3.    Allegue F, Fachal C, Perez-Perez L. Friction induced skin tags. Dermatol Online J.2008;14(3):18; PMID: 18627719.

4.    Akpinar F, Dervis E. Association between acrochordons and the components of metabolic syndrome. Eur J Dermatol.2012;22(1):106-110; PMID: 22063265.

5.    Shah R, Jindal A, Patel N. Acrochordons as a cutaneous sign of metabolic syndrome: a case-control study. Ann Med Health Sci Res.2014;4(2):202-205; PMID: 24761238.
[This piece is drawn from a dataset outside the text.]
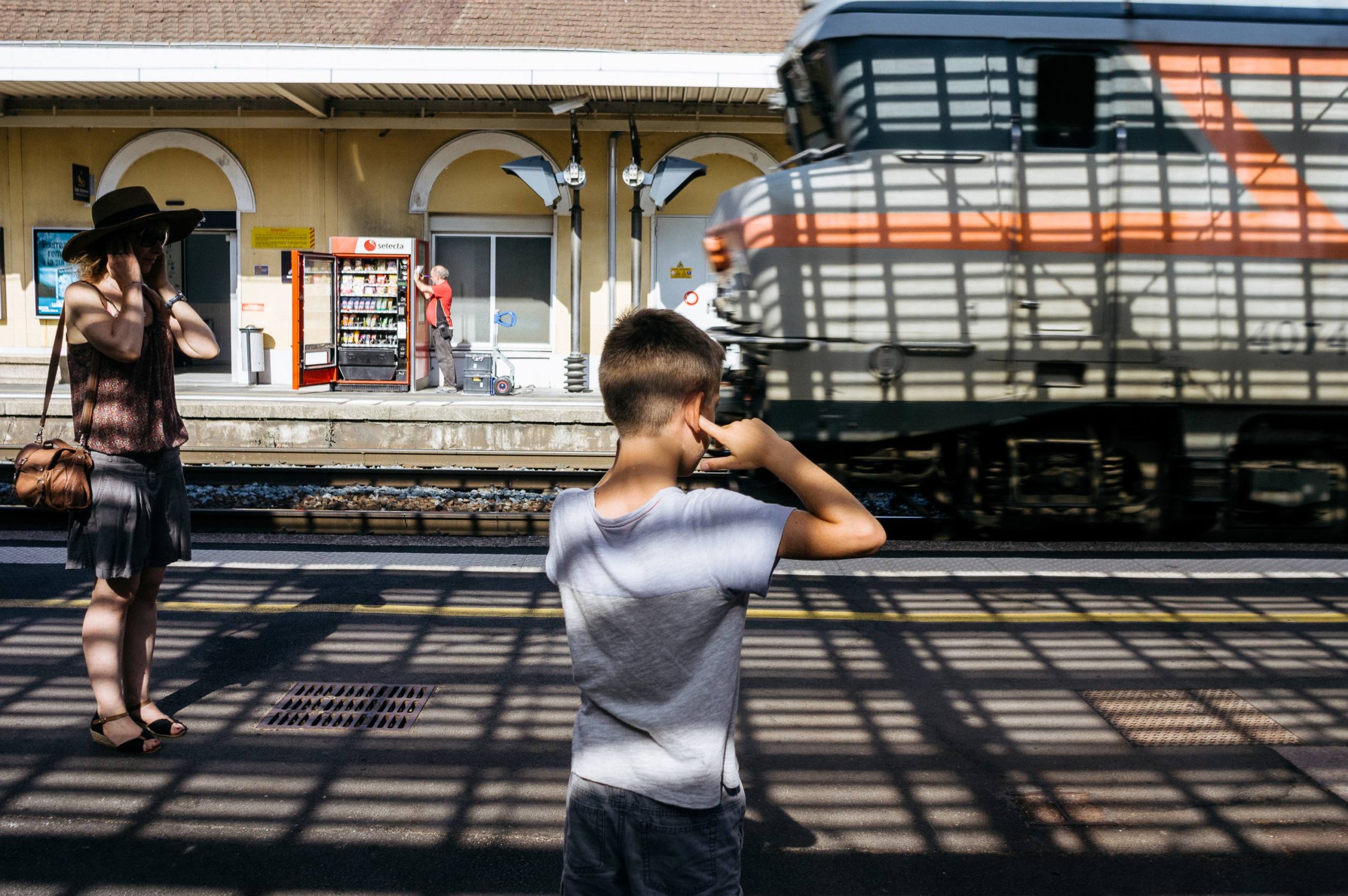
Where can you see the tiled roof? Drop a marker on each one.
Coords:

6.    Oran M, Erfan G, Mete R, et al. Association of colon adenomas and skin tags: coincidence or coexistence? Eur Rev Med Pharmacol Sci.2014;18(7):1073-1077; PMID: 24763889.

7.    El Safoury O, Rashid L, Ibrahim M. A study of androgen and estrogen receptors alpha, beta in skin tags. Indian J Dermatol.2010;55(1):20-24; PMID: 20418971.

8.    Kumari R, Jaisankar TJ, Thappa DM. A clinical study of skin changes in pregnancy. Indian J Dermatol Venereol Leprol.2007;73(2):141; PMID: 17458033.

9.    Rasi A, Soltani-Arabshahi R, Shahbazi N. Skin tag as a cutaneous marker for impaired carbohydrate metabolism: a case-control study. Int J Dermatol.2007;46(11):1155-1159; PMID: 17988334.

10.    Lowenstein EJ. Diagnosis and management of the dermatologic manifestations of the polycystic ovary syndrome. Dermatol Ther.2006;19(4):210-223; PMID: 17004997.

11.    Ben-Shlomo A, Melmed S. Skin manifestations in acromegaly. Clin Dermatol.2006;24(4):256-259; PMID: 16828406.

12.    Palmirotta R, Savonarola A, Ludovici G, et al. Association between Birt Hogg Dube syndrome and cancer predisposition. Anticancer Res.2010;30(3):751-757; PMID: 20392993.

13.    Schwartz RA. Acrochordon Treatment & Management. Medscape.com. Updated August 18, 2015. Accessed January 18, 2016.